Schatzung
Den Begriff Schatzung (mhd. schatzunge „Abgabe, Steuer; Schätzung“) verwendet man heute als zusammenfassende Bezeichnung für den Einzug direkter Steuern im Mittelalter und in der Frühen Neuzeit.
Begriff und Geschichte
[Bearbeiten | Quelltext bearbeiten]Das mittelhochdeutsche Verb schatzen, Schätze sammeln, entwickelte die Bedeutung „ein Vermögen taxieren, besteuern“. Das Nomen Schatzung bezeichnet mithin die Tätigkeit oder den Vorgang des Schatzens und das Ergebnis davon.
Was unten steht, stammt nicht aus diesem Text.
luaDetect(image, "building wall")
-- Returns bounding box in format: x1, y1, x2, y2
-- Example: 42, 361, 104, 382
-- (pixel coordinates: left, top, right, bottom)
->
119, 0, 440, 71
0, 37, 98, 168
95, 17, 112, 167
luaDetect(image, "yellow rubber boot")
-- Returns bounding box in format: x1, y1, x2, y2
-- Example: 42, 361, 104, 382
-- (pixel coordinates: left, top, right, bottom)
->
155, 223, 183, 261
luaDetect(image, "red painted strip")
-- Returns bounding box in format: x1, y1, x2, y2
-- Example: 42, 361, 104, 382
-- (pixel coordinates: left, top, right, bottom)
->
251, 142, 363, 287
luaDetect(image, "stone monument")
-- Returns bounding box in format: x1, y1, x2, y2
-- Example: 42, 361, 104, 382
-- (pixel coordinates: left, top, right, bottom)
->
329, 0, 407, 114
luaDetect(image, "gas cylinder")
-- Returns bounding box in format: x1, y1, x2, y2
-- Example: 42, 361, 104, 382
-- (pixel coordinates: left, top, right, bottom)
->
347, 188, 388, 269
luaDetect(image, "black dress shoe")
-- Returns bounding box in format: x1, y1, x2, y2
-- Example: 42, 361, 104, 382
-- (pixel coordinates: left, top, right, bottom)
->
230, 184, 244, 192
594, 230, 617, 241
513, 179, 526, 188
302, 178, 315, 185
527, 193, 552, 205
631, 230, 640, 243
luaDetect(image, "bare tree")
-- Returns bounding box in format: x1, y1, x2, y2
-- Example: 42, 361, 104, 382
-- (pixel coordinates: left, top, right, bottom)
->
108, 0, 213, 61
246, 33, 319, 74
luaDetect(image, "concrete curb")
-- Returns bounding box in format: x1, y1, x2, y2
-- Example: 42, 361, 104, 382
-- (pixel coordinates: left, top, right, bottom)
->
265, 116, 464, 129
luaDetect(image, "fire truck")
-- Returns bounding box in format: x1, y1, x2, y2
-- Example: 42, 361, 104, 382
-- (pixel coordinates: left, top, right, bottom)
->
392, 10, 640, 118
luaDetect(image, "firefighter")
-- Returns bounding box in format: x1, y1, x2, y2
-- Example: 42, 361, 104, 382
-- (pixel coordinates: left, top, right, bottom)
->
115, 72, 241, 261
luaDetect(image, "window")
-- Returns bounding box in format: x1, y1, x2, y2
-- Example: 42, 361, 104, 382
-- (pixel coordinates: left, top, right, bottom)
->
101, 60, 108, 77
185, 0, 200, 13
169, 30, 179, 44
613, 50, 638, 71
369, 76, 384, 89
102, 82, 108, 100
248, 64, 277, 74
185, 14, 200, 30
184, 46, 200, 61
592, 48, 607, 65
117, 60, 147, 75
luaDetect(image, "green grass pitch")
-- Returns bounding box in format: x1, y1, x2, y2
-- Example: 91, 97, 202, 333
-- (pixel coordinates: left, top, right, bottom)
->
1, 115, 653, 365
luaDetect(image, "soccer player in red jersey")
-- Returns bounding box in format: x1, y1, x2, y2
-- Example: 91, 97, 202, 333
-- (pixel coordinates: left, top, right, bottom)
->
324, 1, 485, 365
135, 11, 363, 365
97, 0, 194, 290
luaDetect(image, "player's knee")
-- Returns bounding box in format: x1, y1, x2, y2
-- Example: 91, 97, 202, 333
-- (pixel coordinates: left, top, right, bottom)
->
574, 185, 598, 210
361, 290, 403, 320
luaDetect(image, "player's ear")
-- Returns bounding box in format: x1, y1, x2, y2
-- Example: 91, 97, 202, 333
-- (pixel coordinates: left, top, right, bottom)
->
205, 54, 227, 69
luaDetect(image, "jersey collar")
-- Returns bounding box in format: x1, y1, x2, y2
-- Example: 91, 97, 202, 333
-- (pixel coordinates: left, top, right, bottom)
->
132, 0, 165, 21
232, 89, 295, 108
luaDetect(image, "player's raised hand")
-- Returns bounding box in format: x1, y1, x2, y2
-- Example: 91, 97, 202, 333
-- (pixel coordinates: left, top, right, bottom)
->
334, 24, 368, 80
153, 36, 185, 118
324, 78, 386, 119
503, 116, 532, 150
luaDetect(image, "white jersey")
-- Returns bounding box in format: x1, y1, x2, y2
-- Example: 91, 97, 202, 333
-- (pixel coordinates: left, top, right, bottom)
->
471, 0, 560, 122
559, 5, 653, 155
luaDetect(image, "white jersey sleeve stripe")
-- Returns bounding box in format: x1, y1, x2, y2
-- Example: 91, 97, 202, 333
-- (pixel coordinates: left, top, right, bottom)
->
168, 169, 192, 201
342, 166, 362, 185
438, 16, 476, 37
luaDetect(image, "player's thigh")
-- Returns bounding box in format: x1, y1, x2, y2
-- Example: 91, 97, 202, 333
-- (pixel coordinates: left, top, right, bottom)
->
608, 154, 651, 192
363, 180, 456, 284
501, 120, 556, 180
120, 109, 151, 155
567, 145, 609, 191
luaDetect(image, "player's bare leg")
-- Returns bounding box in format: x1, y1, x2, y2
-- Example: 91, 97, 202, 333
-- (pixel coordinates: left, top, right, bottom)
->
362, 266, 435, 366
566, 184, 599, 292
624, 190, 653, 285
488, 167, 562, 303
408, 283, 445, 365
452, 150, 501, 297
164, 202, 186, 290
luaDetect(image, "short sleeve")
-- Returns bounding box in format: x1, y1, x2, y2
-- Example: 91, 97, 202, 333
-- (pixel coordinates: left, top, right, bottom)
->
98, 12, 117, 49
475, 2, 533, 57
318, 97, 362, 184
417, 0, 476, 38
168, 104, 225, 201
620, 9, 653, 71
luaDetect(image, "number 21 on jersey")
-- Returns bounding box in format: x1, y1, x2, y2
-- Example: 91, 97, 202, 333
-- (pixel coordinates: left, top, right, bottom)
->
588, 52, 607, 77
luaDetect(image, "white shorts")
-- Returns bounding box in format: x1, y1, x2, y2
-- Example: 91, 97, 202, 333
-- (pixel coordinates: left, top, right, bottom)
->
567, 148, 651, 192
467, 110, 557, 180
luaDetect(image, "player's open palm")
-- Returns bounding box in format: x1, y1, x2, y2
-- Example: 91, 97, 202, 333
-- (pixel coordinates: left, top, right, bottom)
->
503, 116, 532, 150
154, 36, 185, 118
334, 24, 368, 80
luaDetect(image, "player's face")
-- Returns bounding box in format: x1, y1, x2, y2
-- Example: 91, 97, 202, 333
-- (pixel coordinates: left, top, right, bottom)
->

Eine Schatzung ist also eine Besteuerung bzw. eine Steuer.
Die einmal festgelegten und immer gleich hohen Einnahmen des Landesherrn aus der Bede mussten bei sinkendem Geldwert und steigendem Finanzbedarf durch andere Abgaben ergänzt werden. Im Herzogtum Württemberg wurden diese Schatzungen (Abgaben) meist auf die gleiche Weise erhoben wie die Bede: Jede Gemeinde hatte einen bestimmten Betrag abzuliefern, den sie unter ihren Angehörigen umlegen konnte. Der Zahlungspflichtige musste einen Teil seines Vermögens beisteuern, etwa 2,5 oder 5 %. Manche Schatzung, die ursprünglich nur für Notfälle gedacht war, wurde zur ständigen Abgabe und erhielt sich unverändert bis ins 19. Jahrhundert.[1]
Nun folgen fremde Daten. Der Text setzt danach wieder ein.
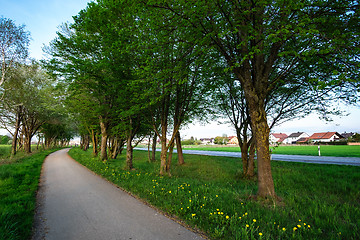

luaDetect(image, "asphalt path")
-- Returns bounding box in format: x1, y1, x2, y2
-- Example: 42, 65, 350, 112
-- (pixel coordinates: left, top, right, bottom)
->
32, 149, 205, 240
135, 148, 360, 166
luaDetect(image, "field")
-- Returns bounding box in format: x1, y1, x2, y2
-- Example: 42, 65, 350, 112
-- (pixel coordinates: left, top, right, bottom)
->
179, 144, 360, 157
0, 146, 60, 240
69, 148, 360, 240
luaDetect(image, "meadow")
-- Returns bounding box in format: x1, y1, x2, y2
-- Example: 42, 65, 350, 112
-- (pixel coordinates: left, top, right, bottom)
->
69, 148, 360, 240
179, 144, 360, 158
0, 146, 60, 240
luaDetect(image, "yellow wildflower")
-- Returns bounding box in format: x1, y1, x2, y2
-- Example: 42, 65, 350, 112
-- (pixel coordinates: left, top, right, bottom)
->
191, 214, 196, 217
226, 216, 229, 219
246, 224, 249, 228
293, 227, 297, 231
282, 228, 286, 231
259, 233, 263, 236
253, 219, 256, 223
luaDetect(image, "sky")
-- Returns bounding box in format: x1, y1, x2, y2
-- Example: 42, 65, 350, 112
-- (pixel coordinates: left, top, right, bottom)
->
1, 0, 359, 138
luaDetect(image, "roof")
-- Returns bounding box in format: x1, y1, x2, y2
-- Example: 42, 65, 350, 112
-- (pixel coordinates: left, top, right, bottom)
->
271, 133, 288, 139
309, 132, 343, 140
288, 132, 305, 138
297, 137, 310, 143
271, 133, 288, 142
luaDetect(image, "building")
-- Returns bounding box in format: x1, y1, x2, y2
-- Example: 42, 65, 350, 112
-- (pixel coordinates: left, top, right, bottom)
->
228, 136, 239, 145
283, 132, 309, 144
200, 138, 214, 145
270, 133, 288, 144
308, 132, 344, 142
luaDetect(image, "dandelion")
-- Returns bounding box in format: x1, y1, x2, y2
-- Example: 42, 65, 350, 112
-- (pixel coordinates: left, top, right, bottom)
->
297, 225, 301, 228
246, 224, 249, 228
308, 225, 311, 228
192, 214, 196, 217
282, 227, 286, 231
293, 227, 297, 231
189, 199, 192, 202
245, 212, 248, 216
259, 233, 263, 236
239, 217, 242, 220
253, 219, 257, 223
216, 195, 218, 197
226, 216, 229, 219
168, 191, 171, 193
299, 219, 301, 222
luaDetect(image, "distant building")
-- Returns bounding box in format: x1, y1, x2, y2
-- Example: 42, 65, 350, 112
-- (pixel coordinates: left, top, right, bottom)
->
228, 136, 238, 145
200, 138, 214, 145
270, 133, 288, 144
309, 132, 344, 142
341, 132, 356, 140
283, 132, 309, 144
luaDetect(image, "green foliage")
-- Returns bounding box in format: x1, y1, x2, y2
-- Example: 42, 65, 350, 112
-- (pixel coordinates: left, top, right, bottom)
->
69, 148, 360, 239
350, 133, 360, 142
0, 148, 60, 240
0, 135, 11, 145
213, 136, 229, 145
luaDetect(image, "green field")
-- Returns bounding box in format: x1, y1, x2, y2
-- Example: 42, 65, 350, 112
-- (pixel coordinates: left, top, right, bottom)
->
69, 148, 360, 240
0, 147, 60, 240
179, 145, 360, 157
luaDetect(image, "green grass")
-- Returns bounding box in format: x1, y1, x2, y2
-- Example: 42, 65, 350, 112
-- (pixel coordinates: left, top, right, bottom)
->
0, 147, 61, 240
69, 148, 360, 240
178, 145, 360, 157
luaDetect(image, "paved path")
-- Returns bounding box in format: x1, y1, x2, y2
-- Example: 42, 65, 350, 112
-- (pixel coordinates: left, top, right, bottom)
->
135, 148, 360, 166
32, 149, 204, 240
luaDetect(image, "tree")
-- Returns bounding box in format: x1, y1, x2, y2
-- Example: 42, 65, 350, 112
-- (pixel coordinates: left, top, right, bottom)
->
0, 17, 30, 87
147, 0, 360, 199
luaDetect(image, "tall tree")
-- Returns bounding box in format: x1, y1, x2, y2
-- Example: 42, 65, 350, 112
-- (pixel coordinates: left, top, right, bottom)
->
0, 17, 30, 87
147, 0, 360, 198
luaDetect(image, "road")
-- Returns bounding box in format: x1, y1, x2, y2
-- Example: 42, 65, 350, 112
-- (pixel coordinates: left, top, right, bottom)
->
32, 149, 205, 240
135, 148, 360, 166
Auch außerhalb des Herzogtums Württemberg gab es direkte Steuern in großer Vielfalt, teils mit festem, teils mit wechselndem Betrag, teils regelmäßig und teils nur in Notfällen erhoben. Sie wurden jährlich, halbjährlich oder monatlich eingezogen. Manchmal wurde das Vermögen besteuert (wie beim Kuhschatz und Schafschatz) und manchmal das Einkommen. Im Amt Vechta gab es den Erb-, Vieh-, Monats-, Rauch- und Kopfschatz, von denen vielfach mehrere gleichzeitig erhoben wurden.[2]
Der Rauchschatz war eine nach dem Herd (der Familie) bemessene Abgabe und der Kopfschatz eine Personalsteuer. Diese Vielfalt betrachtend, versteht man den Begriff Schatzung heute als „zusammenfassende Bezeichnung für den Einzug direkter Steuern.“[3]
Die Bezeichnung Rauchschatz war eine an vielen Orten für Rauchgeld oder Rauchfanggeld übliche Bezeichnung. Rauchschatzregister führten Aufzeichnungen über die Reinigung der Schornsteine und die zu entrichtende Rauchfangsteuer.
Schatzungsregister und -listen
[Bearbeiten | Quelltext bearbeiten]Die Auswertung solcher Schatzungsregister oder -listen ist für die Sozial-, Wirtschafts-, Regional- und Landesgeschichte sowie auch für die Genealogie von großem Wert. So geben die Listen vor allem einen Überblick über die gesamte ländliche, steuerpflichtige Bevölkerung; auch die „Armen“, die keine Steuern zahlten, wurden in einzelnen Schatzungsregistern namentlich erfasst.[4]
Literatur
[Bearbeiten | Quelltext bearbeiten]- Erhard Schulte: Kopf-Schatzung 1719 (= Ostfriesische Familienkunde. H. 14). Upstalsboom-Gesellschaft, Aurich 1999, ISBN 3-934508-01-4.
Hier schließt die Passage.